A Jet Ski, A Shark and a Vivid Imagination

Did you hear about the crazy principal who had a business analyst killed rather than give him a reference? Ben Smith did — and imagine his surprise when he found out he was the alleged villain.
Smith, 31, a senior principal at A.T. Kearney, was driving a carload of summer associates to a party when he heard the tale.
The story went like this: The analyst asked the senior principal to write him a reference for his business school application. Instead, the principal took him jet skiing, where the analyst fell into the ocean and was eaten by sharks.
"While there are elements of truth to the story, it didn't happen exactly that way," laughs Smith, who works in the global high technology and electronics practice in the firm's Santa Clara office. Actually, Smith and the analyst, Doug Kilponen — who was attacked by a shark years ago as a child — were out for a morning jet-ski ride in San Francisco Bay. They rode past the Golden Gate Bridge and were somewhere between Alcatraz and Pier 39 — an area alledged to be populated by sharks — when Kilponen's engine blew up. The jet ski started to take on water, but the pair managed to hook it up to Smith's jet ski and tow it to shore. A tourist, seeing the unmanned jet ski, concluded someone had drowned and called the U.S. Coast Guard. Imaginations take it from there.
"I've always loved the water, and I've always loved racing motorcycles," says Smith."The one advantage to the jet ski is that if you take it to the extreme and you fall off, you don't hurt yourself — at least most of the time."
Once Smith — who has been jet skiing for five years — had honed his skills, he decided to test them by racing in the amateur circuit in Florida two years ago. How did he do? "I didn't kill myself," jokes Smith. This summer, he plans to take two months off to approach the amateur circuit more seriously. At A.T. Kearney, Smith has taken so many business analysts out jet skiing that it's said to be part of the unofficial initiation into the firm. You can just see the fear in their eyes.


The Rugby Player Wore Tails

There are two very different facets to John Treacy. There's the gentleman, who helps to organize a black-tie ball every fall for the Irish community in Chicago.

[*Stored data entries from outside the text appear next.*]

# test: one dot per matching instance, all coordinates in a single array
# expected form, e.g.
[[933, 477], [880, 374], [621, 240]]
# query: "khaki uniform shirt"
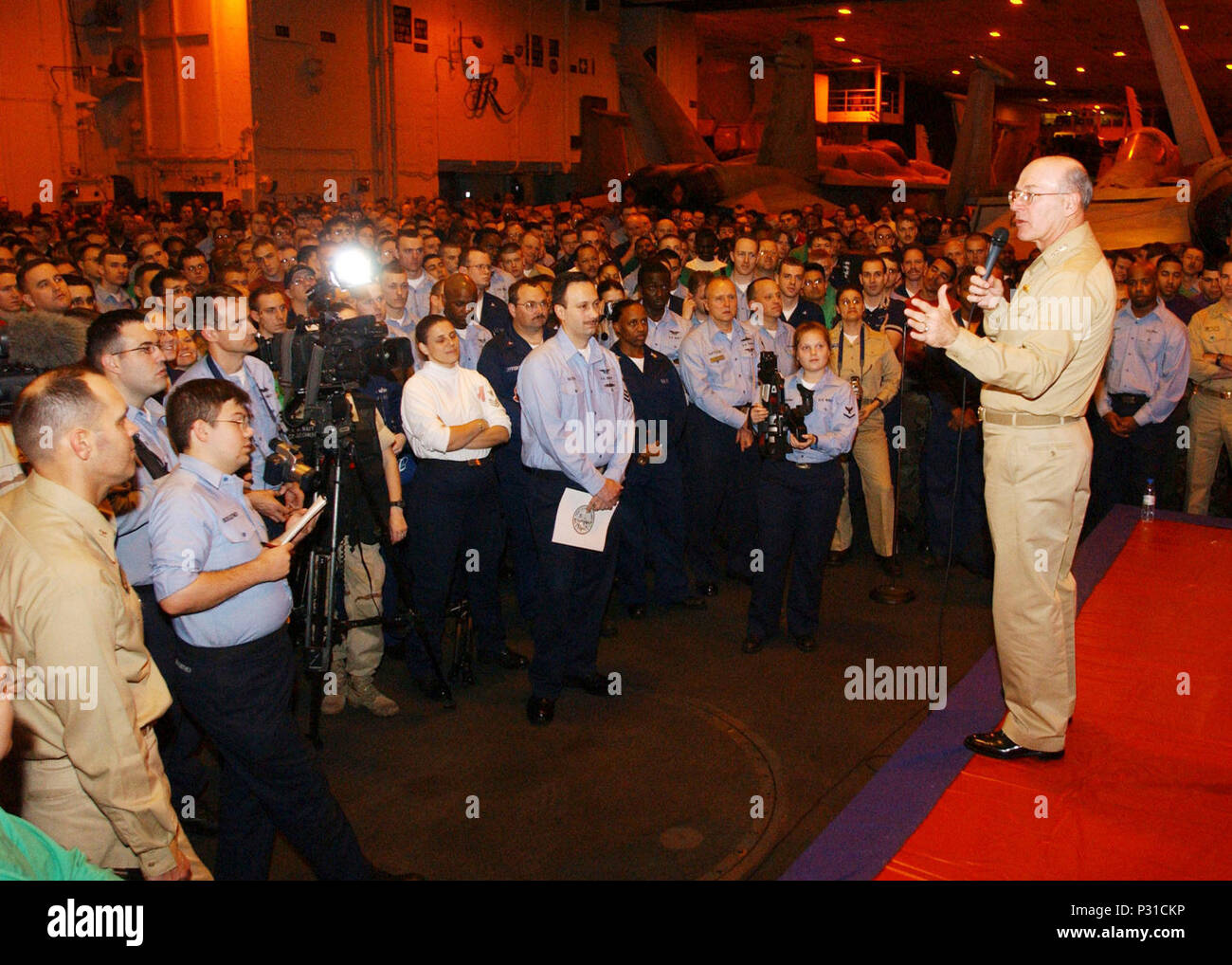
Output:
[[74, 615], [881, 373], [1045, 349], [1210, 331]]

Then there is the rugby player who has had his nose broken six times in the course of athletic combat.
"It's the closest thing to war that you can get," says Treacy, 27, a consultant in Sibson & Co./Nextera's Chicago office since 1997. "They always say about rugby, 'It's a hooligan sport played by gentlemen.'"
In 1997, he joined the local rugby club, the Chicago Griffins. Treacy, who plays the number eight position on the team, has been playing rugby since he was an eight-year-old lad. The Dublin native moved to Chicago five years ago after graduating from University College, Dublin. When Treacy started to miss Ireland, he and three other UCD graduates decided to rejuvenate the Chicago chapter of his alma mater's alumni association.
"It was set up 15 years ago, but it was just dead," says Treacy. "For such a big Irish community, there was no real event that they could associate themselves with."
The group set to work organizing social activities such as attending ball games and theater. But the main event is a black-tie evening called the Fall Ball, for which Treacy and his friends spend months preparing. The work has paid off. About 250 people have attended each of the balls, a number rivaling that for the ball in London, where the largest alumni chapter is based.


2,000 Perennials and Counting

From Mark Stadler's point of view, it was inevitable that he would grow up to have a green thumb.
"I was the youngest of six boys, and somebody had to mow the lawn," says Stadler, 45, the managing partner of William M. Mercer's Chicago office. "I decided then that if I had to do it, I'd better learn to love it."
As a 12-year-old growing up in Southern California, he used his horticultural prowess to plant flowers wherever he could — including in old wagons. Now a father of four, Stadler is still the one tending to the lawn, but this time it's his own three acres. He has torn up the underbrush, planted more than 2,000 perennials and 3,000 bulbs, and worked with arborists to place his trees in healthy, uncrowded positions. He is also nurturing a plot that originally had been landscaped by a master gardener but allowed to overgrow.
"I like watching how the seasons change the yard," says Stadler, who envisions his daughter getting married in the garden. "My goal is to have a haven where I can go at all times of the day and that will be an integral part of my home."